Here is a list of the greatest earthquakes since the beginning of the 20th century, according to the moment magnitude scale.
- May 22, 1960: A 9.5-magnitude earthquake, the biggest ever recorded, kills 5,700 people in Chile while the tsunami it triggers leaves 130 dead in Japan and 61 in Hawaii.
- March 27, 1964: An earthquake measuring 9.2 in southern Alaska followed by a tsunami kills more than 100 people.
- December 26, 2004: A 9.1-magnitude undersea quake off Sumatra island causes a tsunami that kills 220,000 people in countries around the Indian Ocean, including 168,000 in Indonesia.
- March 11, 2011: A 9.0 magnitude quake triggers a devastating tsunami off northeast Japan, leaving some 19,000 people dead or missing and crippling the Fukushima nuclear power plant in the world's worst atomic disaster in 25 years.

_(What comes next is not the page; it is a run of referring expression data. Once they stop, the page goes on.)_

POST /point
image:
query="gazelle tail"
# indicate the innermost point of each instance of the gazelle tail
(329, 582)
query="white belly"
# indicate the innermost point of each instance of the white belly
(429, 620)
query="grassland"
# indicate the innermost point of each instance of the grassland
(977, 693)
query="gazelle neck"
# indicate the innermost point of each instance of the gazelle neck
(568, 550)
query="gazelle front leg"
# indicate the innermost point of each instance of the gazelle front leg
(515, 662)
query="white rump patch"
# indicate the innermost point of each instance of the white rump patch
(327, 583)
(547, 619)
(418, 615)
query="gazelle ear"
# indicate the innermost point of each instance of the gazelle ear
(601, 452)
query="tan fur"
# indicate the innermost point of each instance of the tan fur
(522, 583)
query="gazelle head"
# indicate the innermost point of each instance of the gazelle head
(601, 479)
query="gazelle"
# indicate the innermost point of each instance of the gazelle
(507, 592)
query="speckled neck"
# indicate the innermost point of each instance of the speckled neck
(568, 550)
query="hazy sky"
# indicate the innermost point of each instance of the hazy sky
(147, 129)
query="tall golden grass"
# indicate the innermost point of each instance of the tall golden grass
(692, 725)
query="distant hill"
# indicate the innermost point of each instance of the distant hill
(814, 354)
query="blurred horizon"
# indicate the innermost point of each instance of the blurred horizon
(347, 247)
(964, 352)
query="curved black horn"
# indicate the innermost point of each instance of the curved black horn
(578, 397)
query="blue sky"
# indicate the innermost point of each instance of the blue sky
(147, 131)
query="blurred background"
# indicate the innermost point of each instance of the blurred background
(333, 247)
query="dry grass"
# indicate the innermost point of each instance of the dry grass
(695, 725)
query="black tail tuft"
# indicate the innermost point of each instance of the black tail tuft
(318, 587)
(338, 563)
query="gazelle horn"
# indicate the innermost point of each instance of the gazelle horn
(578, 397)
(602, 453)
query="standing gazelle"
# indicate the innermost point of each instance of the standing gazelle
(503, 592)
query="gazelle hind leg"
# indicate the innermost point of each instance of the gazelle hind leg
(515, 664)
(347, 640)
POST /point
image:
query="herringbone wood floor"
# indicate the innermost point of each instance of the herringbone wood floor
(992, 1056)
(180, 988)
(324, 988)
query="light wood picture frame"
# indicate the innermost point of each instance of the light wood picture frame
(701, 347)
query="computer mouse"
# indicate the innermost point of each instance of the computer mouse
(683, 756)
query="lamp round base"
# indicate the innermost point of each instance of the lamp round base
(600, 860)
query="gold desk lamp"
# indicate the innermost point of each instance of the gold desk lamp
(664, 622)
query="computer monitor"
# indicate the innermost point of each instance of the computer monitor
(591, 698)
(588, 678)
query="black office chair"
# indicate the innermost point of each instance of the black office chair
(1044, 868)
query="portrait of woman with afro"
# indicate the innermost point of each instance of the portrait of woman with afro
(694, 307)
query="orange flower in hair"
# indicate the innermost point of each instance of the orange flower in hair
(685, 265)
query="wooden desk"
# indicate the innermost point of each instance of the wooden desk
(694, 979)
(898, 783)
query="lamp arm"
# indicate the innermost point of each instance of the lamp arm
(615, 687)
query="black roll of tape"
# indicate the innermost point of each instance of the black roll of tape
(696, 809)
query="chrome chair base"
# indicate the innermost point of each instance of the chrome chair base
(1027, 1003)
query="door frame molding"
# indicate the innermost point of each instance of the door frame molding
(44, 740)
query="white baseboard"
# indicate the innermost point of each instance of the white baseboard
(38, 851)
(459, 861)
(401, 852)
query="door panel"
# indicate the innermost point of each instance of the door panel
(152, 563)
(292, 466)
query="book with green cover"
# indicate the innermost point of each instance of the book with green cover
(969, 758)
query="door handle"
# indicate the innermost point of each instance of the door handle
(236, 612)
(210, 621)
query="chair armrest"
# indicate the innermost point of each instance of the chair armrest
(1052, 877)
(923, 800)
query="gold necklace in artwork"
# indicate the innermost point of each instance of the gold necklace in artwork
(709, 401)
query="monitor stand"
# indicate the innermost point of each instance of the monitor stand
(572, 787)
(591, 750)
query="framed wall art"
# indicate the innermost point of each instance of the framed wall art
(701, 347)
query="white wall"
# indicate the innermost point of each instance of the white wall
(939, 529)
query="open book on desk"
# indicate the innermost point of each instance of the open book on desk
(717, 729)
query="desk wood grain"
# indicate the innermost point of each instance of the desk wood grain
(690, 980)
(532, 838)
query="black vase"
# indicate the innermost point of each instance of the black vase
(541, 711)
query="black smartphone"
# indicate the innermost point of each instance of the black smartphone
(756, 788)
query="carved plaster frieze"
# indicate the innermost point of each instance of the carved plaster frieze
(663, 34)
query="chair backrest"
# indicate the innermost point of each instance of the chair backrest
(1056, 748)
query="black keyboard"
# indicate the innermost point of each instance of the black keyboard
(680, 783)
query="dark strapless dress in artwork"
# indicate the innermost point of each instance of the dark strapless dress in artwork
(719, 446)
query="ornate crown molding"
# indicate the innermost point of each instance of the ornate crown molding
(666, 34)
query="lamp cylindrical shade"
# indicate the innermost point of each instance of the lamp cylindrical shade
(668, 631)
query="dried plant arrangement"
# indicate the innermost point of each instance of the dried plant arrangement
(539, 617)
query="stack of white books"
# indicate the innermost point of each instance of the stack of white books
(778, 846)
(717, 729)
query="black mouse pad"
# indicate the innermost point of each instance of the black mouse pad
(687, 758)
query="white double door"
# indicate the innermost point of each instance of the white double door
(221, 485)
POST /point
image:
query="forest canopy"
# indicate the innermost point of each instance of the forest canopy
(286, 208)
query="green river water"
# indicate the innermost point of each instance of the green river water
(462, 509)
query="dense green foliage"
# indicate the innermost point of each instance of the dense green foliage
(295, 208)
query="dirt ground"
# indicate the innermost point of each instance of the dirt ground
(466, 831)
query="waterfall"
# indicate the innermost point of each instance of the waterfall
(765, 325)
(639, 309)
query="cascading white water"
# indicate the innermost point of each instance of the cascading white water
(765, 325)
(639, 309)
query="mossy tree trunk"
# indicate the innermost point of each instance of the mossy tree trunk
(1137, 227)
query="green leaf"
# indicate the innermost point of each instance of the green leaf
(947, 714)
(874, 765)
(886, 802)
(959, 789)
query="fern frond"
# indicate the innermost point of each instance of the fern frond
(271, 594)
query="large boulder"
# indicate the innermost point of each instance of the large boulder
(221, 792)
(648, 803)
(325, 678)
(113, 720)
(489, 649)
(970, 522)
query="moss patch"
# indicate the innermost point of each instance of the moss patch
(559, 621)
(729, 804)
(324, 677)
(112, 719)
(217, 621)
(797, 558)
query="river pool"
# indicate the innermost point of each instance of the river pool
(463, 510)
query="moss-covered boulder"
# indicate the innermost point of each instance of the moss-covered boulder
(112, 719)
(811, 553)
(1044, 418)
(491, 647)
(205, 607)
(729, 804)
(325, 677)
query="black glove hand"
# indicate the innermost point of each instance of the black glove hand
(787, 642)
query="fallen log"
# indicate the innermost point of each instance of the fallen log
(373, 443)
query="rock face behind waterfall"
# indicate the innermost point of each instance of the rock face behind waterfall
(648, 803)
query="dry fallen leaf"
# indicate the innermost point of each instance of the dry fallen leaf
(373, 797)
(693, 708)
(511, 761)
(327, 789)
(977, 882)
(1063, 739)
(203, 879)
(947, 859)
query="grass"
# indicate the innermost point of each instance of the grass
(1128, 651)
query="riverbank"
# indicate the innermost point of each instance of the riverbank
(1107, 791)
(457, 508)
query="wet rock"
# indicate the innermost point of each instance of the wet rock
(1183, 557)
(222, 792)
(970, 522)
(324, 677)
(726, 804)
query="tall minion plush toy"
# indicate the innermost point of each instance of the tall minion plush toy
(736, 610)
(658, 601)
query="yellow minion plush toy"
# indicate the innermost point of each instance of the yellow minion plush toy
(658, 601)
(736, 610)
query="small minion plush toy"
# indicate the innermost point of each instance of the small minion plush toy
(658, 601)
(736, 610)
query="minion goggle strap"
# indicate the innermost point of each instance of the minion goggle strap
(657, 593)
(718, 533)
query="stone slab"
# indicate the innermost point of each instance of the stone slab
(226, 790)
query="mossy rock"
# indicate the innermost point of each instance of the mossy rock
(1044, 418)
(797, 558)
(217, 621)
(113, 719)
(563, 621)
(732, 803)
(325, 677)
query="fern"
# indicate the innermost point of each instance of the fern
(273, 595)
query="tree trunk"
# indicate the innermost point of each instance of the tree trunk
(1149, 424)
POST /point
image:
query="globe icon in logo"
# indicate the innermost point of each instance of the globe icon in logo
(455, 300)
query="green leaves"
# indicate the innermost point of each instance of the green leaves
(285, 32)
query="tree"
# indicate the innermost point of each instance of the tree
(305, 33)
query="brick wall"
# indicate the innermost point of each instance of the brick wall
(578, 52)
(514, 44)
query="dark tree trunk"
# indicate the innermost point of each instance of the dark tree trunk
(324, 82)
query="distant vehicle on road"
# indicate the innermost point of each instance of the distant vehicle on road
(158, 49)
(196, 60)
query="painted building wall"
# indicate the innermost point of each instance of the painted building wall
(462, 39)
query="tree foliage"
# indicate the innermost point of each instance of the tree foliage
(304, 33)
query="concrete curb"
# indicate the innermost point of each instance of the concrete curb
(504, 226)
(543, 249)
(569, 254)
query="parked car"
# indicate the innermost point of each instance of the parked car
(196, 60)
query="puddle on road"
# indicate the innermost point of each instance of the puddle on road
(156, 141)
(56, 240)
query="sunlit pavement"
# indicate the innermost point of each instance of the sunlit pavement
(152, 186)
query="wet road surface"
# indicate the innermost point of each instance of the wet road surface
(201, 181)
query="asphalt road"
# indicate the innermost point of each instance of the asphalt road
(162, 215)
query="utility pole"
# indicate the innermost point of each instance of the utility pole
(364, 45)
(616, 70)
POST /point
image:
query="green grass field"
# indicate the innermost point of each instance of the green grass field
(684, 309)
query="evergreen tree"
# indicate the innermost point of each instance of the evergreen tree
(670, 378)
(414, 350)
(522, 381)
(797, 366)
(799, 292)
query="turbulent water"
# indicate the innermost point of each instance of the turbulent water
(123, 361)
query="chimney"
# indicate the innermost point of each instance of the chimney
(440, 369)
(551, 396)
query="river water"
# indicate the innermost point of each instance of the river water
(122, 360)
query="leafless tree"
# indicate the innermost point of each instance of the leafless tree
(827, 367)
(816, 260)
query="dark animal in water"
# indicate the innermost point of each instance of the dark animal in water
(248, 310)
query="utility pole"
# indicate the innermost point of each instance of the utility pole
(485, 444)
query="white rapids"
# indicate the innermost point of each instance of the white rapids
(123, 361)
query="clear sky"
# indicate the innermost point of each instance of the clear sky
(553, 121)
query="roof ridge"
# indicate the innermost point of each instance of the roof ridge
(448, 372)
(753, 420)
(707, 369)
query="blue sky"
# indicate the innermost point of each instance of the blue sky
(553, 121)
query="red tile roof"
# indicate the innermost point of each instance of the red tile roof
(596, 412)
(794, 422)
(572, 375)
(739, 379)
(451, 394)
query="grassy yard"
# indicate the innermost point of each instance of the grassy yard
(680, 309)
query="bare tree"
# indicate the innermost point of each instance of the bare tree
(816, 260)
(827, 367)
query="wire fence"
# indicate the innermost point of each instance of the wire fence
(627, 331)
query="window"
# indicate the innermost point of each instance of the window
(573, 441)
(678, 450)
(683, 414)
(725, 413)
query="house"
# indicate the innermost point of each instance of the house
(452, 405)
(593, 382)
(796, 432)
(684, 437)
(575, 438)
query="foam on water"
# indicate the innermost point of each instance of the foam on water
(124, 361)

- November 4, 1952: More than 2,300 people are killed when a 9.0-magnitude quake occurs on Siberia's Kamchatka peninsula, causing a tsunami felt as far as Chile and Peru.
- February 27, 2010: A huge 8.8-magnitude earthquake rocks Chile, killing at least 450 people and triggering tsunami warnings across the Pacific.
- January 31, 1906: An earthquake measuring 8.8 off the coasts of Colombia and Ecuador causes a tsunami that kills about 1,000 people.
- February 4, 1965: An 8.7-magnitude earthquake shakes the Aleutian Islands in the northern Pacific Ocean, causing damage but no deaths.
- March 28, 2005: An 8.6-magnitude quake on Indonesia's Nias island off Sumatra leaves at least 900 dead.
- March 9, 1957: An earthquake measuring 8.6 hits the Andreanof Islands in Alaska, generating a tsunami reaching as far as Hawaii, causing damage but no casualties.